Unanswered Questions About the Relationship Between Lipoprotein(a) and Atherosclerotic Cardiovascular Disease.

Lipoprotein(a) [Lp(a)] is a recognized risk factor for atherosclerotic cardiovascular disease (ASCVD), but the shape and potential nonlinearity of its association remain uncertain. We assessed the linear and nonlinear associations between Lp(a) levels and ASCVD risk using observational and Mendelian randomization (MR) approaches. We analyzed 351,858 UK Biobank participants (2006-2023), stratified into Lp(a) percentiles: <70th, 70th-<80th, 80th-<90th, and ≥90th. Outcomes included ASCVD events from hospital, primary care, self-report, and death registry data. Cox models estimated the hazard ratios (HRs).

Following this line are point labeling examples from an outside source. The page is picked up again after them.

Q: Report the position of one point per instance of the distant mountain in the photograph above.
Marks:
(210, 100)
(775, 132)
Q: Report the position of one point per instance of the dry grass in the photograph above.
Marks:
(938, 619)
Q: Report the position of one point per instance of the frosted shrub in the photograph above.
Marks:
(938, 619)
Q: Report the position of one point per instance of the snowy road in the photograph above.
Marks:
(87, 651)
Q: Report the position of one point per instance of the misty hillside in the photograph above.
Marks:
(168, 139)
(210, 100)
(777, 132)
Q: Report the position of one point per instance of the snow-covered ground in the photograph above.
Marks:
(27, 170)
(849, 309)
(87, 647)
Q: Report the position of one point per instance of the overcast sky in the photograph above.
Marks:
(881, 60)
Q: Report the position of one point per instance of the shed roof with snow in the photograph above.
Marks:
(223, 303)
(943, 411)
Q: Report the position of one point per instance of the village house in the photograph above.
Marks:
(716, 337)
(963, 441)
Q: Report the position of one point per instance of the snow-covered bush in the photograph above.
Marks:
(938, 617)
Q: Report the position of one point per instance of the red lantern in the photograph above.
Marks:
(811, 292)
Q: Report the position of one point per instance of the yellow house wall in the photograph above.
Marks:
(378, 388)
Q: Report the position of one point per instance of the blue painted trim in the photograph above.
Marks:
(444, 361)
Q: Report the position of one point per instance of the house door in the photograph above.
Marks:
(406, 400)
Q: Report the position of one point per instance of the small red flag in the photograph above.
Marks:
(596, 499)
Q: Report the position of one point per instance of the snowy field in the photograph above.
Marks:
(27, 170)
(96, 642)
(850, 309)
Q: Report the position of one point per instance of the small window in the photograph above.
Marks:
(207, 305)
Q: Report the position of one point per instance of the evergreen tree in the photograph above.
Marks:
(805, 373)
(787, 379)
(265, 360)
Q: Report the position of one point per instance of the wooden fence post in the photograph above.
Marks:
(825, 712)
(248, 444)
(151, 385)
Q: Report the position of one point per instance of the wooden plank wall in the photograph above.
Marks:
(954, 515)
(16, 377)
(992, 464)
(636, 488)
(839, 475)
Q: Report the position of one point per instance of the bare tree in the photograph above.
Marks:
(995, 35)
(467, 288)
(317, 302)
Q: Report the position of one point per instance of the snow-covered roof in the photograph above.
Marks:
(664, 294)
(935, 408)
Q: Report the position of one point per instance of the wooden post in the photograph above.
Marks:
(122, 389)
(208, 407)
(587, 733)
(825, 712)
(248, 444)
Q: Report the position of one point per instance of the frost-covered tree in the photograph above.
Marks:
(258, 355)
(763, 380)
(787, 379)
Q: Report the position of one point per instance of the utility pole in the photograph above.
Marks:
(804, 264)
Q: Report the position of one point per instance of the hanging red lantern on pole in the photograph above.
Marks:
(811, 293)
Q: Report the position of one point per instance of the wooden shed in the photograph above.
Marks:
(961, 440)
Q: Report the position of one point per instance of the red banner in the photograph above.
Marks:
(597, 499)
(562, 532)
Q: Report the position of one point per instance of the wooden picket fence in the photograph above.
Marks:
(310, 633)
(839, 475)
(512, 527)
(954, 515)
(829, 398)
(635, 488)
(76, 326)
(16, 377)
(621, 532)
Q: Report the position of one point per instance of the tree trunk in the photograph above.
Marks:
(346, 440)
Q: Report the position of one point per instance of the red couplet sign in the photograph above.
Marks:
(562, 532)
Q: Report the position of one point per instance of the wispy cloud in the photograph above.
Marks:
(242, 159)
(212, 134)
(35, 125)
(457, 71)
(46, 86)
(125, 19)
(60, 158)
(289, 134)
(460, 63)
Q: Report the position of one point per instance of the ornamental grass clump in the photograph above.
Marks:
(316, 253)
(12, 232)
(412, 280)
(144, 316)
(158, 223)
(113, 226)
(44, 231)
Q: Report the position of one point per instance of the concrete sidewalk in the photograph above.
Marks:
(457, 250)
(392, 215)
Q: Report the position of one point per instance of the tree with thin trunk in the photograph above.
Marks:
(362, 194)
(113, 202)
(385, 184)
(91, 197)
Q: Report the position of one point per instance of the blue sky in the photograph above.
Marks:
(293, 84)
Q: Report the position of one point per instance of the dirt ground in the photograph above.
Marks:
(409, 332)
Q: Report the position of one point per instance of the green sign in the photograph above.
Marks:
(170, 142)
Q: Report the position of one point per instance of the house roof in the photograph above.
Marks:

MR analyses used a polygenic risk score from 10 Lp(a)-associated single-nucleotide polymorphisms, with nonlinearity tested by doubly ranked MR. Higher Lp(a) levels were associated with increased ASCVD risk. Compared with the <70th percentile, adjusted HRs (95% confidence interval) were 1.11 (1.07-1.16), 1.18 (1.14-1.22), and 1.25 (1.21-1.30) for the 70th-<80th, 80th-<90th, and ≥90th groups. Kaplan-Meier curves diverged early by group. Spline models suggested nonlinearity with an inflection near 130 nmol/L (P=0.007). MR showed a 2% higher ASCVD risk per 10 nmol/L genetically predicted Lp(a) (P<2×10-16). Nonlinear MR suggested steeper gradients at higher levels, though not statistically significant (P=0.087). Elevated Lp(a) concentrations were causally associated with ASCVD risk, showing a predominantly graded relationship with possible nonlinearity at very high levels, supporting routine Lp(a) measurement and the development of Lp(a)-lowering therapies.